The auxiliary winding is always in the motor circuit, and therefore, the operation of the motor when loaded resembles more closely to that of a 2-phase motor. One advantage of such operation is that the rotating field developed by the two stator windings is a more nearly uniform, and therefore, the motor is quieter in operation.
The other advantages of such a motor are:
(i) Increased pull-out torque
(ii) A higher power factor (0.8-0.95),
(iii) Higher operation efficiency (55- 65 per cent) and
(iv) Smaller full-load line current.
The permanent capacitor induction motor is more expensive than the equivalent resistance-start or capacitor—start induction motor mainly owing to the increased cost of auxiliary winding which is now wound with thicker wire and consists of as many turns as the main winding.
A unique feature of such a motor is that it can be very easily reversed by an external switch, provided the two windings are identical. Because of absence of starting switch it is possible to reverse the leads of either winding while the motor is running.

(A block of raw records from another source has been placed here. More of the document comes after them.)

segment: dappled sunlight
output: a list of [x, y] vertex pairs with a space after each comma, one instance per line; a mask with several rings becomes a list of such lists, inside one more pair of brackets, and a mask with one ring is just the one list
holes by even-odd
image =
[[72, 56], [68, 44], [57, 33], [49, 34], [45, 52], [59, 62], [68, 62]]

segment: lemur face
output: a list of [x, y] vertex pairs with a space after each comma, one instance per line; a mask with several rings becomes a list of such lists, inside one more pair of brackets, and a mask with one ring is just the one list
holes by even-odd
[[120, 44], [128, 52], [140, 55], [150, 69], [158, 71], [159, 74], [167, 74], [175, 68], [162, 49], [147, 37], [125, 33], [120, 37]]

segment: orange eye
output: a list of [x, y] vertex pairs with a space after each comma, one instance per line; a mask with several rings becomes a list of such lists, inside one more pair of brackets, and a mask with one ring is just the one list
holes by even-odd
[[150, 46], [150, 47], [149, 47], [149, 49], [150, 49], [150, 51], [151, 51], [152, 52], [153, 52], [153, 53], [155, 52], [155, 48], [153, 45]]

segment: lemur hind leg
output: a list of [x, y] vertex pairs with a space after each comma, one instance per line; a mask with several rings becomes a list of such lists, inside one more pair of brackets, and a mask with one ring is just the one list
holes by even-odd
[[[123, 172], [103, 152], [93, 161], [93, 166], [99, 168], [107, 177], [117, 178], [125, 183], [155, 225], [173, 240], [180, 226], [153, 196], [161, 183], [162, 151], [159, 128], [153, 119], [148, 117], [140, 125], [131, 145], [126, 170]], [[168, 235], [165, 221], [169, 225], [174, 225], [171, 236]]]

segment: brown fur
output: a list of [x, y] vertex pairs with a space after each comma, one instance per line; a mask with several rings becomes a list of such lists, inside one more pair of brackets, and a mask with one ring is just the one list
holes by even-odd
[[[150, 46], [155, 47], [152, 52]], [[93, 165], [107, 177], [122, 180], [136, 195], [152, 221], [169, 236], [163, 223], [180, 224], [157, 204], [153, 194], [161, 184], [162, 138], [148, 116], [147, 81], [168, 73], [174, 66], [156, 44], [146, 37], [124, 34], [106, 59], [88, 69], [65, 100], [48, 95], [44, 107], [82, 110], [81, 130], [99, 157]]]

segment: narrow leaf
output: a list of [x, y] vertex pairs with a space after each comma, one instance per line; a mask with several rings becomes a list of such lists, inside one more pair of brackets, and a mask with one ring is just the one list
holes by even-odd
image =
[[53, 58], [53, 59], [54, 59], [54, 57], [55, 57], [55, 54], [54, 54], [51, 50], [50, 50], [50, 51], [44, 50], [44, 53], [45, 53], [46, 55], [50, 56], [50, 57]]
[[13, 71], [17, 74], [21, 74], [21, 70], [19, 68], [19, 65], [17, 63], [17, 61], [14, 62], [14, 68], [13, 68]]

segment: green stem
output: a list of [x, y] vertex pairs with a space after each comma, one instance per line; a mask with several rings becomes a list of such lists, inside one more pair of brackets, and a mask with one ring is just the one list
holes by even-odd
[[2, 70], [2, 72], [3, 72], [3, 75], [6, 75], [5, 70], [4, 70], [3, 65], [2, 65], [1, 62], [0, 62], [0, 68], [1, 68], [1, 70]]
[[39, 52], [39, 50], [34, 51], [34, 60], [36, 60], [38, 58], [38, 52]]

Such motors are widely used in table and ceiling fans, blowers, oil burners, room coolers, portable tools, other domestic and commercial electrical appliances, where low starting torque is required.

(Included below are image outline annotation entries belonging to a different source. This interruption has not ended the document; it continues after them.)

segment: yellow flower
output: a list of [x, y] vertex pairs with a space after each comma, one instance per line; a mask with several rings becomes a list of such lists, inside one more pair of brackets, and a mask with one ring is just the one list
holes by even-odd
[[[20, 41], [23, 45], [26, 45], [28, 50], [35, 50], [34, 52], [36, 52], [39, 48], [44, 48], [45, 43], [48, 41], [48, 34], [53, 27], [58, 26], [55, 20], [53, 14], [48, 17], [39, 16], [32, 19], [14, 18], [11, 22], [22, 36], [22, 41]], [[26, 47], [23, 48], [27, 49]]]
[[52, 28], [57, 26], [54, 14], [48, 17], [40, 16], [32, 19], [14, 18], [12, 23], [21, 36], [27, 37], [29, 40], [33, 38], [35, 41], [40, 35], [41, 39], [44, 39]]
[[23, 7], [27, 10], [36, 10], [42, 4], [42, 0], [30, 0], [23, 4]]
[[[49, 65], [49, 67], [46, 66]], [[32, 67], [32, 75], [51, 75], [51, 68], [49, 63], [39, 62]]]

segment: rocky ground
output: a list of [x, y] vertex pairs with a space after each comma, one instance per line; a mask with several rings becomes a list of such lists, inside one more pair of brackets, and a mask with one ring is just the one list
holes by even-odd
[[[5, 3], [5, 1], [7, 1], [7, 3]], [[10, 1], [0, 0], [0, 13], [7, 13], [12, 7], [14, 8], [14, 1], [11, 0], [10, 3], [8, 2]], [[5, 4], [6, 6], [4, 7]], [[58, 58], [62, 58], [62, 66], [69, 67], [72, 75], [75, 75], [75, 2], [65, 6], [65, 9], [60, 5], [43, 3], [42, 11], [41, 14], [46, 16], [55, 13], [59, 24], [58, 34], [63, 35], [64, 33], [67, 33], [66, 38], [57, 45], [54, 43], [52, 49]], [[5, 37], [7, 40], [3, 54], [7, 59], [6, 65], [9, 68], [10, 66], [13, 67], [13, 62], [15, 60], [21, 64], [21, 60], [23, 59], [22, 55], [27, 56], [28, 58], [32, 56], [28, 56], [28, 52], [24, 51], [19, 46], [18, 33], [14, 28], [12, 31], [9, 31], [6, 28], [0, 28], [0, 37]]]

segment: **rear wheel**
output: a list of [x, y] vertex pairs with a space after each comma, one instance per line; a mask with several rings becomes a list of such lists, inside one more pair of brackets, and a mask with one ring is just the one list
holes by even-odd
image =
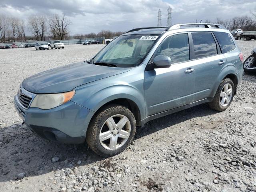
[[256, 72], [256, 55], [251, 55], [244, 62], [243, 68], [245, 72]]
[[136, 130], [135, 118], [131, 111], [124, 106], [109, 105], [92, 119], [86, 140], [98, 155], [111, 156], [122, 152], [127, 147]]
[[230, 105], [234, 96], [234, 86], [232, 80], [224, 79], [217, 90], [213, 100], [209, 103], [212, 109], [219, 111], [226, 110]]

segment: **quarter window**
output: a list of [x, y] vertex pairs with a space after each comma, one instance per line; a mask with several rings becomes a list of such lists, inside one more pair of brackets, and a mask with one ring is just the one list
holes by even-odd
[[230, 35], [223, 32], [214, 32], [219, 43], [222, 53], [226, 53], [235, 49], [236, 46]]
[[156, 50], [155, 56], [157, 55], [169, 57], [172, 64], [189, 60], [188, 34], [179, 34], [167, 38]]
[[195, 58], [216, 54], [217, 45], [210, 33], [192, 33]]

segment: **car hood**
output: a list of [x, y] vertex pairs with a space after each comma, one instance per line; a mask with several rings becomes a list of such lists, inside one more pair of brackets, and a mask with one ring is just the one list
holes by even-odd
[[79, 62], [58, 67], [25, 79], [22, 86], [34, 93], [66, 92], [84, 84], [129, 71], [132, 68], [100, 66]]

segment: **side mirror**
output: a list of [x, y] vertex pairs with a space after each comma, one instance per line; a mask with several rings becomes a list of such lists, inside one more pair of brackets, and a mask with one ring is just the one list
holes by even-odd
[[158, 55], [153, 62], [157, 68], [168, 68], [171, 66], [171, 58], [165, 55]]

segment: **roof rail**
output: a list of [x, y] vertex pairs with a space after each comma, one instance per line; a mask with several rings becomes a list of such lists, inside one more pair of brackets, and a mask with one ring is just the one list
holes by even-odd
[[133, 31], [138, 31], [141, 30], [142, 29], [157, 29], [158, 28], [167, 28], [168, 27], [142, 27], [141, 28], [136, 28], [133, 29], [130, 31], [128, 31], [125, 33], [129, 33], [130, 32], [132, 32]]
[[[181, 26], [190, 26], [190, 25], [195, 25], [195, 27], [199, 27], [200, 26], [204, 26], [205, 28], [220, 28], [221, 29], [226, 29], [226, 28], [224, 27], [223, 26], [220, 25], [220, 24], [217, 24], [216, 23], [184, 23], [183, 24], [176, 24], [176, 25], [174, 25], [172, 26], [170, 26], [167, 28], [166, 28], [165, 30], [166, 31], [168, 31], [168, 30], [170, 30], [172, 29], [180, 29], [180, 28]], [[215, 27], [213, 27], [212, 26], [214, 26]], [[189, 28], [189, 26], [188, 27]]]

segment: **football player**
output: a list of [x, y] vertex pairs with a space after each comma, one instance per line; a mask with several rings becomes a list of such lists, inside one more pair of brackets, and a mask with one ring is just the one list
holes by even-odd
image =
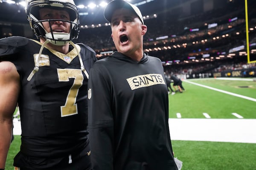
[[72, 41], [79, 26], [73, 0], [27, 3], [27, 18], [39, 41], [0, 40], [0, 169], [17, 102], [22, 133], [15, 169], [90, 170], [87, 85], [96, 53]]

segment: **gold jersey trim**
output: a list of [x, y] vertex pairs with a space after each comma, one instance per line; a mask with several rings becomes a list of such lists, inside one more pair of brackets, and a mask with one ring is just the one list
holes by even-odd
[[131, 90], [156, 85], [166, 84], [163, 76], [160, 74], [140, 75], [126, 79], [126, 80]]

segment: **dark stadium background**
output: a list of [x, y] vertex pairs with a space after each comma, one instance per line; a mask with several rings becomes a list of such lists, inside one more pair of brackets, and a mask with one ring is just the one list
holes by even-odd
[[[35, 39], [24, 7], [18, 5], [21, 1], [15, 0], [15, 3], [9, 4], [7, 0], [0, 0], [0, 38], [21, 36]], [[87, 7], [91, 3], [99, 5], [102, 1], [74, 1], [86, 7], [79, 8], [80, 32], [74, 42], [88, 45], [99, 59], [111, 54], [116, 49], [110, 27], [105, 25], [104, 8]], [[183, 75], [188, 79], [256, 76], [256, 1], [247, 2], [249, 58], [244, 0], [130, 1], [145, 17], [148, 31], [144, 36], [144, 51], [159, 58], [167, 74]]]

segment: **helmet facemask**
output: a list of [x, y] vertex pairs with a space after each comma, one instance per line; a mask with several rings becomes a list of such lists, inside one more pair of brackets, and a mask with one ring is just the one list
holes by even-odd
[[[70, 20], [57, 19], [41, 20], [38, 11], [42, 8], [66, 10], [70, 15]], [[63, 45], [69, 41], [77, 38], [79, 33], [79, 14], [77, 7], [72, 0], [61, 0], [59, 1], [31, 0], [28, 2], [27, 8], [25, 10], [31, 28], [38, 38], [44, 37], [49, 40], [49, 42], [57, 45]], [[56, 21], [70, 23], [69, 33], [53, 32], [51, 23]], [[44, 29], [42, 24], [43, 22], [48, 22], [50, 28], [49, 32]]]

Because of the simplicity of reversal of motor, such motors are often used to operate devices that must be moved back and forth frequently such as induction regulators, rheostats, furnace controls, valves and arc-welding controls.
Because of the absence of starting switch, it is possible to run a permanent (or single value) capacitor-run motor over a wide range of speeds, and such a motor has many applications where adjustable speed is required. Such a motor can be arranged for an adjustable speed by the use of a tapped winding or an auto-transformer regulator. It is known that the torque developed in an induction motor is proportional to the square of the applied voltage. For a given load, therefore, if the applied voltage is reduced, the motor will operate with increased slip to develop the required torque. Thus the speed can be controlled by varying the voltage applied to the motor.
Type # 5. Shaded-Pole Motor:
As illustrated schematically in Fig. 1.41 (a) the shaded-pole motor usually has salient poles with one portion of each pole surrounded by a short-circuited turn of copper called a shading coil. Induced currents in the shading coil cause the flux in the shaded portion of the pole to lag the flux in the other portion. The result is like a rotating field moving in the direction from the unshaded portion to the shaded portion of the pole, and a low starting torque is developed. A typical torque-speed characteristic is shown in Fig. 1.41 (b).
Starting torque is very small (about 40-80% of full-load torque). The efficiency is quite low (20 to 50%). Power factor is also very poor ranging from 0.5 to 0.6. It has little overload capacity. Speed falls with the decrease in applied voltage. Speed can be varied by varying the voltage applied across its stator winding (by using an auto-transformer, tapped reactance coil or by using tapped exciting winding). Shaded- pole motors are least expensive type of small power motors.
Because of their poor starting torque, low power factor and poor efficiency, such motors are only suitable for low power applications such as for toys, small fans, electric clocks, hair dryers, time phonographs, slide projectors, humidifiers, small business machines (photocopying machines, vending machines, advertising displays etc.) and other similar applications. They are manufactured in small sizes ranging from below 5 W to about 100-150 W. They are available with built-in gear reducers to give almost any speed (as low as below 1 rpm.).